Incidents of note on journey:
- At Penn station, escalators go down to the track and people snake around in a long line before boarding this escalator. One of the Amtrak officers stood over the escalator, leaning over us, and berating us positively. “HEY, bring that ENERGY to start your day. If you don’t bring it, no one’s gonna bring it for you. STOP checking that phone, you can find out how many likes you got later. HEY, you pack that bag? Heavy, huh? Well, remember, YOU packed it.” No one was enjoying this but me, and I found that very puzzling. New York’s still got it.
- I spent $25 on a Metrocard and it didn’t work, so they gave me an envelope to mail to someone to get my money back.

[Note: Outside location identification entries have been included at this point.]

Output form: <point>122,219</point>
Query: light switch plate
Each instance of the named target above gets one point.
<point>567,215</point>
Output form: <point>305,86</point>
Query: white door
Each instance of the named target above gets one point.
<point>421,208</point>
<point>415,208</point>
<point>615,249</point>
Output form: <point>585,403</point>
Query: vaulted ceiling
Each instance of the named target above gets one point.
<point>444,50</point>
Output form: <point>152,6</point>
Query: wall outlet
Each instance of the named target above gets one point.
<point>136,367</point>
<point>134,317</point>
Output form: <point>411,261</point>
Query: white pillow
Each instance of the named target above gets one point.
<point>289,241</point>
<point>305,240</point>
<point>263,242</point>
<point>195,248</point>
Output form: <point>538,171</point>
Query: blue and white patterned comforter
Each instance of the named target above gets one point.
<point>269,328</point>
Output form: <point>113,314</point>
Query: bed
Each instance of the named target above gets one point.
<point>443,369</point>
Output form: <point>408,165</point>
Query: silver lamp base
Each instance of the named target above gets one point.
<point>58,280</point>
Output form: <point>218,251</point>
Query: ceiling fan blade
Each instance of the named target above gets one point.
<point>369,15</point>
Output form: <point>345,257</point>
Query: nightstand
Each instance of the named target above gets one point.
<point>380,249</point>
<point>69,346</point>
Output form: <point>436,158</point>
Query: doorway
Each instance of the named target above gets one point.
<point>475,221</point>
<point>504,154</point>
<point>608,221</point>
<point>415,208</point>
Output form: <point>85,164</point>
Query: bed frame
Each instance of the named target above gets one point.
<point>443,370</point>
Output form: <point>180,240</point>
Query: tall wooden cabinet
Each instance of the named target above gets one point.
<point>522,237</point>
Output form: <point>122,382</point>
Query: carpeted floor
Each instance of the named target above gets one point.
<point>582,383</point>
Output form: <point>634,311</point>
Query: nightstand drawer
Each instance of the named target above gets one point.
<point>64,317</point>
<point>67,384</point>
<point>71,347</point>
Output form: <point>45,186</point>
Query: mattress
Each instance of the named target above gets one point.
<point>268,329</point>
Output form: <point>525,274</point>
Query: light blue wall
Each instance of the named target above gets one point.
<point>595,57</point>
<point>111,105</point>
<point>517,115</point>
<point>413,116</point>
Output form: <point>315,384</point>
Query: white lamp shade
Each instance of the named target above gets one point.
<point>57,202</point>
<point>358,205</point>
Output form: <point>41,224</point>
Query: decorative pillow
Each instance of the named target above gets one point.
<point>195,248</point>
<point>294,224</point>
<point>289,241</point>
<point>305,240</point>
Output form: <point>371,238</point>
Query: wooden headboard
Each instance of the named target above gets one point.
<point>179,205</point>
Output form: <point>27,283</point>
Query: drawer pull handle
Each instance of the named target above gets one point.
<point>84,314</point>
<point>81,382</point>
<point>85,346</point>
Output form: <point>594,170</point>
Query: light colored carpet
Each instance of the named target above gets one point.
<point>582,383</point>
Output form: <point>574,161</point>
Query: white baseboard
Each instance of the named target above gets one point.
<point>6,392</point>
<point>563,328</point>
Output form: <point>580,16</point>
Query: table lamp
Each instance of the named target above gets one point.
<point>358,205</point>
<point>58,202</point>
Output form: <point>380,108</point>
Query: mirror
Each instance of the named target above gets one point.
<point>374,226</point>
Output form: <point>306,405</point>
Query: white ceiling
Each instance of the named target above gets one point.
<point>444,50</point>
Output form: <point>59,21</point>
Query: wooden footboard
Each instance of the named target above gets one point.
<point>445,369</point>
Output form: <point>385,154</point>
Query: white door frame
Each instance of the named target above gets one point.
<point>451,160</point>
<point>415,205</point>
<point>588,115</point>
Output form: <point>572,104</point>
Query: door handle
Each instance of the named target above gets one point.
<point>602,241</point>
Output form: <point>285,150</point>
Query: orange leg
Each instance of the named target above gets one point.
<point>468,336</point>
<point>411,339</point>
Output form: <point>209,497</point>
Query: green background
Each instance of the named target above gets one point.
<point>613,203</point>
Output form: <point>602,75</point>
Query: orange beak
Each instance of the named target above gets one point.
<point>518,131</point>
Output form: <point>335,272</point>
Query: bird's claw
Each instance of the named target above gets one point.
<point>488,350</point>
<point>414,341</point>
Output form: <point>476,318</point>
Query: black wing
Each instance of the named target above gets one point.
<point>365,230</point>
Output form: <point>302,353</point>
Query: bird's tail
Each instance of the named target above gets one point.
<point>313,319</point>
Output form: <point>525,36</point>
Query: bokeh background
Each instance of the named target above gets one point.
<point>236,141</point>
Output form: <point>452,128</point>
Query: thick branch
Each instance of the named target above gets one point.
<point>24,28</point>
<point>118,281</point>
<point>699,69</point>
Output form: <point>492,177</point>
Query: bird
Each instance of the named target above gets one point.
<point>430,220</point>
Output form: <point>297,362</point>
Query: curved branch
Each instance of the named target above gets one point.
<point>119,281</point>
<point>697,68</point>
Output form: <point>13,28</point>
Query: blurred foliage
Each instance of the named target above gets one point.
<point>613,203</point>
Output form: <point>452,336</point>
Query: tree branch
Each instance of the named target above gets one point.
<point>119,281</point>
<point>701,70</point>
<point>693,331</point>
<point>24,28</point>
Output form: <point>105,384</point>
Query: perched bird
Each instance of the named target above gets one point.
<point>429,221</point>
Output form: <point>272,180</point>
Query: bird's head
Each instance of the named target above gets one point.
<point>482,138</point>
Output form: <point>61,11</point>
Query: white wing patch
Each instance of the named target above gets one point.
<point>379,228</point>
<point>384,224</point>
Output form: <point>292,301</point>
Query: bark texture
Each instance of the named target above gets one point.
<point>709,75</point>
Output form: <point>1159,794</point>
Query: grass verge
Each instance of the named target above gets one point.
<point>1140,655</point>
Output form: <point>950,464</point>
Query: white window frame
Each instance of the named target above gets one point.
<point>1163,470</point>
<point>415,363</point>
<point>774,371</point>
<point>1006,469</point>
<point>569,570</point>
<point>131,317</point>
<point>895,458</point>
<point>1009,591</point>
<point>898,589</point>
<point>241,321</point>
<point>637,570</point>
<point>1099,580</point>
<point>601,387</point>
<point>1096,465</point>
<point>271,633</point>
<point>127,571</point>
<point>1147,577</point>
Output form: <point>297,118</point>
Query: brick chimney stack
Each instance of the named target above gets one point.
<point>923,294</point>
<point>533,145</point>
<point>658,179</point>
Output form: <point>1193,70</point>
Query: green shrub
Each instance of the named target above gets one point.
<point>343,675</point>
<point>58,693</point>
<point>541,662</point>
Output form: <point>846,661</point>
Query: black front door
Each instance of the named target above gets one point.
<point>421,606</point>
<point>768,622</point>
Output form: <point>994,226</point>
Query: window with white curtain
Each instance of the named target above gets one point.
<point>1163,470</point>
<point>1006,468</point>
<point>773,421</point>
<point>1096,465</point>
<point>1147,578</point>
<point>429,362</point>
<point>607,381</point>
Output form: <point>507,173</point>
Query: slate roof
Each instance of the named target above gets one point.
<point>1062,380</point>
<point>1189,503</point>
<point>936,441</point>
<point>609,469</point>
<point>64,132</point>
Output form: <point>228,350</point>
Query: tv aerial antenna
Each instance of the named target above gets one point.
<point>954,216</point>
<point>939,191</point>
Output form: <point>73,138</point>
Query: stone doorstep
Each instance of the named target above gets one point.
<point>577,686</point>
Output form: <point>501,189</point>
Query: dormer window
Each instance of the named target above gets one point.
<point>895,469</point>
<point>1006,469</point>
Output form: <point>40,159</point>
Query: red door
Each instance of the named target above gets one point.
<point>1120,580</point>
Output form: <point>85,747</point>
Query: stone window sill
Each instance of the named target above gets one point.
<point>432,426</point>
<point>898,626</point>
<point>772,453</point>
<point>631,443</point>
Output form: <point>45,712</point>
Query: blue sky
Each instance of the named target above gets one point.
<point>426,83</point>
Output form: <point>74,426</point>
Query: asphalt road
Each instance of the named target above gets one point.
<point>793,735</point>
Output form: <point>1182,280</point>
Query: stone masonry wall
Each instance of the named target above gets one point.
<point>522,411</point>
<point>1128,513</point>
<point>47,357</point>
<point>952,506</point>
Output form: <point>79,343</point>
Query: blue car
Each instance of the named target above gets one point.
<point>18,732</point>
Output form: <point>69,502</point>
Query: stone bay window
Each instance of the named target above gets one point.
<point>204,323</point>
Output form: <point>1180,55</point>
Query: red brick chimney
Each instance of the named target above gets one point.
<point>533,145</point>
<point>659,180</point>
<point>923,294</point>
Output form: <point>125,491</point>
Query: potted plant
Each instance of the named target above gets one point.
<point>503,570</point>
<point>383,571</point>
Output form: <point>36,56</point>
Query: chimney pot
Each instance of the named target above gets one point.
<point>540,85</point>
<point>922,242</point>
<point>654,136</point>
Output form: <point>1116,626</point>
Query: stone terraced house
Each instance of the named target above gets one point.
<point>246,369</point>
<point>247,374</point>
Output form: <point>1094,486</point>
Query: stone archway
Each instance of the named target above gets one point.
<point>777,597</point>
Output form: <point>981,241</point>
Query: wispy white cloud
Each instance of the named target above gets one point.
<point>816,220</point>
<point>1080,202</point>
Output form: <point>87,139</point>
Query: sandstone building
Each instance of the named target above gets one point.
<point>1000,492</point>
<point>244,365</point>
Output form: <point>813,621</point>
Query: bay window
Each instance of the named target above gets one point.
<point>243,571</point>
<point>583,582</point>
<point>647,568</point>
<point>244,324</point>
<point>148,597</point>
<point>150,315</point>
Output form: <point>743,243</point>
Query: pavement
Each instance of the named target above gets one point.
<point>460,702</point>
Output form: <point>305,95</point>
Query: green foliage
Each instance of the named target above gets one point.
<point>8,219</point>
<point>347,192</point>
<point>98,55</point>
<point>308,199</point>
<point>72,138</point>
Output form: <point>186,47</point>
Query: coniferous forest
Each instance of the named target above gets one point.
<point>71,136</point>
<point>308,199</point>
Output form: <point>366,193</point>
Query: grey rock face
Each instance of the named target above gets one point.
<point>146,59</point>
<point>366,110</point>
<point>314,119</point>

- On arrival at the closest bus stop, I still had to walk about a mile down a pretty green formerly-industrial canal, pictured above. I also had to pass a very enthusiastic display of American flags and white-painted flower boxes intended to memorialize war dead.
- The lone crosswalk in Forestville emits an alarming beep when it turns green. It sounds like something is very, very wrong. This is probably meant more for the cars than the pedestrians: “DO NOT KILL THE PEDESTRIAN.”
Lunch:
A 12-inch tuna sub from Subway in the middle of a grocery store parking lot. Calling it bleak would be an exaggeration for car people, but as a pedestrian it was fairly punishing. I worked on LUH papers again.
Soundperson’s name/shirt color:
Jordaan, also the promoter and a very stand-up kind of guy, also his birthday. Shirt was black. He also had a collection of radioactive clocks.
Dinner:
I ate pretzels the promoter put out to make people more thirsty and buy more beer.
Partial Setlist:
The Anthem of the Greater McMurdo Station Chamber of Commerce
Freeway in Heaven
Tanline Debris
The Crows of Emmerich
Spieltier
A Violent Translation of the Concordia Headscarp
…kind of blanked out in the middle…
Stars
Defiance
Incidents of note during performance:
There are many pianos and piano harps in various states of disrepair strewn about the factory. For the last few songs, I asked people to follow me down a hallway where I found one of the most playable pianos and finished the set in the semi-darkness there. The piano was out of tune, it was dark, and I had no contacts in, but I managed to Muppet-fist my way through most of the chords, and it felt really really good. But when I was done, I turned around and was cornered by a bunch of people I didn’t know at the end of a hallway in a decommissioned factory, and no matter how much my conscious brain told me the context, it felt really alarming.
Sleep:
00:30. Going into it I knew this was gonna be a fun one because I had no plans. Fortunately, Jake from CT neo-Swirlie-ites Pulsr was on hand. We listened to some music, he let me crash, and in the morning he gave me a lift to the New Haven train station through extremely heavy rains that slowly turned into minor flooding.
Days off (06 and 07 September):
These were mainly spent making progress on my LUH papers, so I won’t document them.